Our data science team tackles a range of challenges whose impact reaches across the company, from machine learning and optimization, to bringing state-of-the-art data viz to genomics, to broad analysis to inform strategy. Topics we’re currently working on include:
- Laboratory and process optimization to reduce turnaround time and lower costs, including partnering with our laboratory scientists to optimize assay design.
- Population analysis to gain novel insights on prevalence of variants across diverse subpopulations and inform our product, growth and partnership strategies.
- Developing statistical methods to increase the power of our variant classification process.
- Implementing new bioinformatics analyses to maximize the amount of information we gain from genetic data.
The nature of the data we process, the high accuracy requirements and health industry regulations all pose unique challenges and requirements for us in building our software platform.
High Quality Results
We strive to provide our clients with results of the highest quality.
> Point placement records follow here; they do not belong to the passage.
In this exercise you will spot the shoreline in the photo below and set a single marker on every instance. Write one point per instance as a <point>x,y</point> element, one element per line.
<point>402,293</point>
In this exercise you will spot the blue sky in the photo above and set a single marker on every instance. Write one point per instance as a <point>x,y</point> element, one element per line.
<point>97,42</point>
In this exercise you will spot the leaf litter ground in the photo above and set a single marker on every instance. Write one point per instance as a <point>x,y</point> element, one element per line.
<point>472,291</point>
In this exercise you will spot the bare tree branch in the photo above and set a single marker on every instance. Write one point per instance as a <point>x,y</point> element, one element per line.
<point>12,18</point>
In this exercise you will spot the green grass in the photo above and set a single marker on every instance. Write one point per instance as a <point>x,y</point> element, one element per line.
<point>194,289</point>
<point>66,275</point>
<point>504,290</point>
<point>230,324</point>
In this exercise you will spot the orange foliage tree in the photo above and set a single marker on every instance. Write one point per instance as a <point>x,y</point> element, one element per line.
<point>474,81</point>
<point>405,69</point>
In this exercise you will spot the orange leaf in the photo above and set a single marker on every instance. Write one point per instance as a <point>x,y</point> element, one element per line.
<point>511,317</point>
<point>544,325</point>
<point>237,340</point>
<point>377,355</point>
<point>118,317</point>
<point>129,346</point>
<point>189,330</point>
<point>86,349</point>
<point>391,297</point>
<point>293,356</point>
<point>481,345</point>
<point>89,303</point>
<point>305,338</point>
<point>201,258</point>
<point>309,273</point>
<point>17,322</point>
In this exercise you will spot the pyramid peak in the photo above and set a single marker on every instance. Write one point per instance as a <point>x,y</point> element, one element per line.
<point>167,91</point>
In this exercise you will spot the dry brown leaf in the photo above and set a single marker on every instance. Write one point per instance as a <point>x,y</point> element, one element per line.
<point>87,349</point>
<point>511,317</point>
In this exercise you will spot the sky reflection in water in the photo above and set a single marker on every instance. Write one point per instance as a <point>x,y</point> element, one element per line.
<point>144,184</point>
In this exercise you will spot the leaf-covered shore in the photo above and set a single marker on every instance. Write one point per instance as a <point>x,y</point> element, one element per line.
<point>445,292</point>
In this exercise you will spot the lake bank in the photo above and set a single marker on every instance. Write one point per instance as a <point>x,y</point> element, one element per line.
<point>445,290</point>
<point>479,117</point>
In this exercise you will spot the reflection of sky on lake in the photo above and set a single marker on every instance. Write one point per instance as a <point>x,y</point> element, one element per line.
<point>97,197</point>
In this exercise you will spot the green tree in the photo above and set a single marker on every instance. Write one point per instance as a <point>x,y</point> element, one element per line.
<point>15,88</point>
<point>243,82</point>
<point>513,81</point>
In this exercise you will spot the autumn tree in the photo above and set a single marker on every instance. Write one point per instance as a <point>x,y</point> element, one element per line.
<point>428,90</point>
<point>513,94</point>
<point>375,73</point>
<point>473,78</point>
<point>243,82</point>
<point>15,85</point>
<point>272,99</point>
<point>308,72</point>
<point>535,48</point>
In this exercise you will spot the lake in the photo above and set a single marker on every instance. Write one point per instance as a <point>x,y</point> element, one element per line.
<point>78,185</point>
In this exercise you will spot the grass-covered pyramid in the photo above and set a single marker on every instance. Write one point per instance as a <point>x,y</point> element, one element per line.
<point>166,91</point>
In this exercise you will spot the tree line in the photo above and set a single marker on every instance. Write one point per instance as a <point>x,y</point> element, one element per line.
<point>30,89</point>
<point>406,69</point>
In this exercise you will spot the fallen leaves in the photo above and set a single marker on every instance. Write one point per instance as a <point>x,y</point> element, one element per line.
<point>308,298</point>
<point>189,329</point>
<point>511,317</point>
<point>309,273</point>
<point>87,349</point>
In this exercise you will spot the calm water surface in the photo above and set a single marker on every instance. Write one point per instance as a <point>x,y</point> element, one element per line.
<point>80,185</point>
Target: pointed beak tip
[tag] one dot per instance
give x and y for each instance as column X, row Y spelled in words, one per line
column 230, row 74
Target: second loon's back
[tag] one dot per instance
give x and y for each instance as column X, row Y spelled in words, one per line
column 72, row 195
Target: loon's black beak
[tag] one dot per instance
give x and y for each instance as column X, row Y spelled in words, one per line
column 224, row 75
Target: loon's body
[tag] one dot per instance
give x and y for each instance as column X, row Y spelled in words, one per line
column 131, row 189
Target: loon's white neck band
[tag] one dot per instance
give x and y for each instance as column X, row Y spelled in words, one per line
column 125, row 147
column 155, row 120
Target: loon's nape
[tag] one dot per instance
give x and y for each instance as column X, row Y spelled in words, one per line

There is no room for error in any phase of sample processing. For example, variant finding requires both high recall and high precision results, posing interesting challenges in algorithm design and overall data analysis process.
To provide our clients the most trustworthy, stable and reproducible results, every release of the bioinformatics pipeline software goes through a formal result validation process and requires official signoff by our lab director. All sample processing is versioned with the validated software, thus making the entire processing auditable at each step. All changes require extensive testing before releasing any new versions of the production pipeline. Accordingly, we have developed an automated validation framework that makes it convenient and efficient to run extensive validation testing of the entire pipeline.
As a software platform operating in the health space, Color systems are fully compliant with The Health Insurance Portability and Accountability Act of 1996 (HIPAA). Respecting and securing the privacy of our clients’ personal health data is built into all system design decisions. All production access logs are consistently monitored. We also conduct periodic security reviews and tests to stay proactive.
As explained earlier, each client sample goes through a complex life cycle of state transitions, involving processing by different teams and system components. Our system design needs to minimize dependency amongst teams so they can function in parallel as much as possible, while still ensuring the correct level of quality assurance. Client results can vary in distinct, subtle ways, all requiring flexible and scalable system design. Building a fully integrated system has enabled us to track and connect every detail about each sample to ensure a quality experience and efficiency in addressing issues when they arise.
Genetic sequencing can produce millions of reads and gigabytes of data. Matching and comparing this amount of data against the reference genome to find abnormalities is both CPU and memory intensive. Proper algorithm and system design is required to be able to generate accurate results fast and efficiently.
The Color Difference
Color prides itself on its mission to democratize access to genetic testing. Our teamconsists of a diverse set of roles, many of which are uncommon in traditional tech companies. Our engineering team is dedicated to integrating modern software engineering principles with advances in bioinformatics, next generation sequencing and health care by working closely with the best designers, scientists, lab staff, genetic counselors and physicians, all toward the same end goal: providing our clients with accurate and actionable results in the most secure manner.